How Do You Learn Something New

Recently I made a bit of a career change. I’ve been working in the Sports Industry since I left college nearly 15 years ago and it was time for a new challenge. I haven’t left analysis or the sports industry behind entirely but it was time to get out of my comfort zone.

I was struck last week in a post by Simon Banoub which, when commenting on his recent career change out of sport wrote the following;

I’m also nervous about taking the role of the bloke who asks the stupid questions (probably for months) rather than the bloke who brings a level of industry knowledge to the table right from the get go.

My new role involves learning two new technologies, Tableau & Alteryx. Tableau I have been a user of for awhile but Alteryx was brand new to me.

I’ve always enjoyed learning new things – but it’s different (and easier) to add a bit to something you are already familiar with. Picking up extra knowledge in sports analysis on top of 10+ years experience is not the same as starting from scratch learning something entirely new.

Over the last 12 months I’ve been in a situation where I feel like, from a technical point of view, I was starting from scratch. So how have I gone about it.

Time: 

Really not sure there is any substitute to this. It took me 10 years of experience to feel comfortable in my own shoes as an analyst.

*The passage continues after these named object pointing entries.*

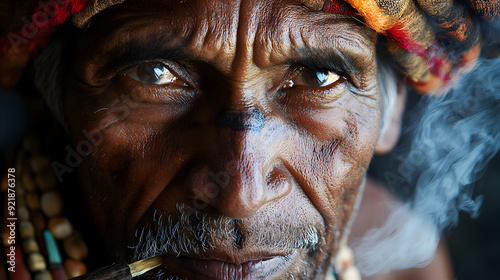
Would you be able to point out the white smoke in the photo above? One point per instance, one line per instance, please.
(456, 136)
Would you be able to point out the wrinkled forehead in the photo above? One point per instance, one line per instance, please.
(262, 32)
(95, 6)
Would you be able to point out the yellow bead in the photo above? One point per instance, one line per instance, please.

I never felt like I knew everything but there was a certain confidence that comes with having so much experience behind you.

So I don’t think this is any different. It’s going to take time, probably years, just to feel comfortable with new skills.

At the moment all the books I have on the go are about Data Visualisation. Lunch breaks are about finding tutorials on Tableau, Alteryx or Data Viz. Trying to find out what I don’t know or what I could do better.

There really is no substitute for time.

You gotta do it:

Anybody who has followed this blog for the last few years will know how often I’ve preached the fact that you just have to go and do the work. you can watch and read all the theory you want but until you try your hand in a real life scenario you have no idea what you do and don’t know.

It’s the real life questions that have really pushed me on. It can be easy to follow a tutorial along step x step. But real life always throws out questions that push your own understanding of a product or subject.

Be Willing to Fail

This very much follows on from the point above but it’s about being more than in the field. In order to truly improve you will need to be in situations where you might fail. This is massively uncomfortable but absolutely vital. Failure is relative of course.

Being in positions way outside my comfort zone forces me to over prepare. I want to be able to answer any question they could throw at me in a training session. Even though I know this is impossible the days before a training session I’ll be scribbling furiously in a notebook of all the new tips and tricks I’ve learned that week. They don’t come out as fluently or coherently as I’d like first time but I notice that the next session I feel much more comfortable.